The Audiovisual Metadata Platform, or AMP, is a software platform that aims to generate metadata for digitized and born digital audiovisual materials using a combination of machine learning models and human intervention. It was created in collaboration between Indiana University, AVP, the University of Texas at Austin, and the New York Public Library. It is funded by a grant from the Mellon Foundation.
This guide explains AMP's front-end features and functionality, and additionally explains how to navigate the user interface. It is designed for users of AMP: collection managers, catalogers, or any other person using the platform. Presently, the guide reflects AMP as it currently exists in its pilot stage; it is very likely that some of this information will change over time.
These definitions are provided to make reading this guide easier.
- Collection: A set of items that are subject to the same access control settings
Bundle: A set of items from a collection or multiple collections. The bundle gathers items that the user wants to submit through a workflow at the same time
- Item: A bibliographic item. It contains metadata and A/V binary content. Items belong to a collection
- File: A file is a media file (sound recording, moving image) that is part of an item. Multiple related files can exist in one item
- Primary Files: Binary objects that are provided as primary resources from a collection-holding institution
- Supplemental File: Any file that is provided to supplement the information about a collection, an item, or a primary file
- Workflow: A representation of a graph that describes the routing rules for a set of MGMs. The input of a workflow may be an item or a group of items
- Metadata Generation Mechanism (MGM): A machine learning tool or other tool (e.g., automated non-machine-learning tools like ffmpeg, or manual tools like a transcript editor) provided to users to interact with AMP
- Job: One execution of a workflow for a particular Primary File
Unit: A tenant in a multi-tenant AMP; collections belong to a Unit
Currently, there are two ways to access AMP: https://amppd.dlib.indiana.edu, and http://calcium.dlib.indiana.edu:8500/#/, which requires a connection to the IU VPN if not connected to one of IU's networks on campus. The former method is preferable, as it allows users not affiliated with IU to access it more easily.

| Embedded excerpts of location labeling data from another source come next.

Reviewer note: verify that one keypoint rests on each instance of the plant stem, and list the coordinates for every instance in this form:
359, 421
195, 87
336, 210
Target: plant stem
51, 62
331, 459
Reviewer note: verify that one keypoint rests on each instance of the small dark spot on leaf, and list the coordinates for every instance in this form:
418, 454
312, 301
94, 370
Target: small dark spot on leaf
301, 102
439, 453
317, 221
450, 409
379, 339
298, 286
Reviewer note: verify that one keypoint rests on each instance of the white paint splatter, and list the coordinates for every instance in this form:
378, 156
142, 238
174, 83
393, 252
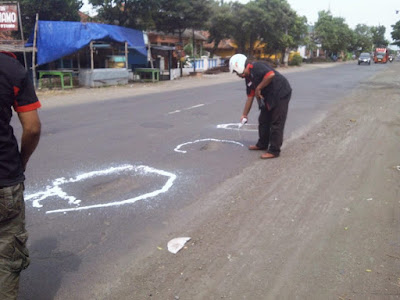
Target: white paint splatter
236, 126
55, 189
205, 140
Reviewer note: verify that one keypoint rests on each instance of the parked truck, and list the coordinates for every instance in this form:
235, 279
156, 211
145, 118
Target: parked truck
381, 55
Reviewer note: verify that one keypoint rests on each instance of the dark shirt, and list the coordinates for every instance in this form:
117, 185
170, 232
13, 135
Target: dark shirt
278, 88
17, 91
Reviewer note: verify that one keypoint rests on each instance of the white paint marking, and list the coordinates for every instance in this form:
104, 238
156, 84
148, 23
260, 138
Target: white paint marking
195, 106
205, 140
174, 112
236, 126
55, 190
187, 108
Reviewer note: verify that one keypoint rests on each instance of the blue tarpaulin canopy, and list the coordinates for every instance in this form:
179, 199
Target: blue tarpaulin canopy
56, 39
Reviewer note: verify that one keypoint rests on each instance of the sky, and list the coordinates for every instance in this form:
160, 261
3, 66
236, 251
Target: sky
368, 12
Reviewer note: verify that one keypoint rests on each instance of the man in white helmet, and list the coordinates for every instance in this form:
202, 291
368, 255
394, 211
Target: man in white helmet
273, 92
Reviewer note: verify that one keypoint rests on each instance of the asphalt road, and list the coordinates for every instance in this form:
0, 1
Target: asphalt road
110, 177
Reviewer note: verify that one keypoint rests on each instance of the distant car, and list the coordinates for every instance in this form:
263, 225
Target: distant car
364, 58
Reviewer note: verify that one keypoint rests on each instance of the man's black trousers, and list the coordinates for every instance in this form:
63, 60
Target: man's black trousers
271, 125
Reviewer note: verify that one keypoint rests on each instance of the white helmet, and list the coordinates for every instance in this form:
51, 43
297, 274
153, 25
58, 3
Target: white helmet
237, 63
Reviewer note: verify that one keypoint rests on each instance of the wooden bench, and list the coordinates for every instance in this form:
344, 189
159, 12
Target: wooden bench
143, 72
61, 74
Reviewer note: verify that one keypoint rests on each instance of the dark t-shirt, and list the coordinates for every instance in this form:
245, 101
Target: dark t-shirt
278, 88
17, 91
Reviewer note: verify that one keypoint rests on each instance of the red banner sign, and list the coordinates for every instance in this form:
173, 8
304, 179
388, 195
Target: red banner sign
8, 18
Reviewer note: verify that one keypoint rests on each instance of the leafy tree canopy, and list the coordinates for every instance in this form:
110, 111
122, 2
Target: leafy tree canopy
396, 34
48, 10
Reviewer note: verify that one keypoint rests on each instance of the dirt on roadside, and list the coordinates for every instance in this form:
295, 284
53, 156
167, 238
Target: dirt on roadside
320, 222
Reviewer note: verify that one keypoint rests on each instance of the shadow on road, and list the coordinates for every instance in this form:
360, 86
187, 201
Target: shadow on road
48, 265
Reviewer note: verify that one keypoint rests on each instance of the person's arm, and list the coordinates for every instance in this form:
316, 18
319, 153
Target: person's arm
265, 82
247, 107
31, 128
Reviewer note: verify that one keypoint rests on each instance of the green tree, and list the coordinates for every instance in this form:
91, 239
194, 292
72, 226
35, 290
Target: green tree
363, 38
220, 25
378, 36
137, 14
333, 33
281, 28
178, 15
396, 34
48, 10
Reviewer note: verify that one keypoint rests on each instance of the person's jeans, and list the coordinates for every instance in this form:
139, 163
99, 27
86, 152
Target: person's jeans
14, 256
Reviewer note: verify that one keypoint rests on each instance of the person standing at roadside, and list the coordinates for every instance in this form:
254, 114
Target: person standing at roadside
273, 92
17, 92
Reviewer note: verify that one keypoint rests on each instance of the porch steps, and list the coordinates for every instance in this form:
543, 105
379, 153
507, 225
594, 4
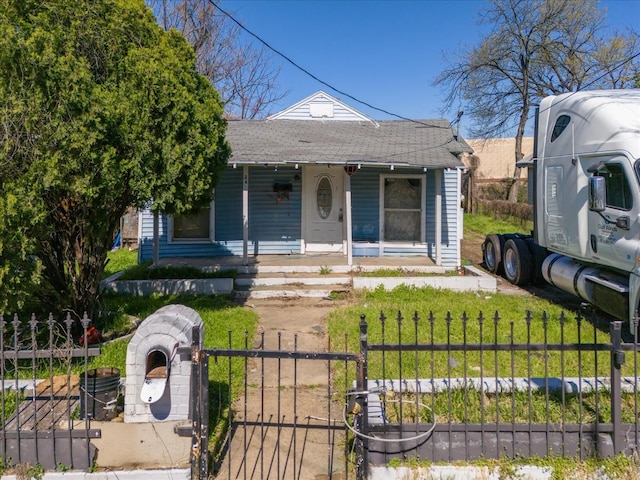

If this is your first time using AMP (or if you are not currently logged in), the URL for AMP will direct you to the login page. Before logging in for the first time, you will need to create an account. After creating your account, you will need to verify it prior to logging in for the first time. The email verification link will not be sent until approved by AMPPD staff currently, so for the short term, you may be required to wait until they are able to respond. Once your account has been verified, you should be able to log in with your email and password specified when creating your account.
Uploading Files via Batch Ingest
(Note: the following borrows significantly from Maria Whitaker's documentation on creating a batch manifest file; see more at Batch Manifest)
The Batch Ingest feature is how files are uploaded to AMP. To use the Batch Ingest, you will need to create a batch manifest in CSV format, and then upload it to AMP on the Batch Ingest page. All the files in the batch manifest first need to be uploaded to their respective collection's subfolder in the dropbox via an SFTP client; the Batch Ingest will fail if a file is not found in the expected dropbox subfolder. Detailed instructions for how to upload files to a dropbox using a tool like Cyberduck or WinSCP can be found here. It is highly recommended that users use Cyberduck, as it has built-in integration with Google Drive.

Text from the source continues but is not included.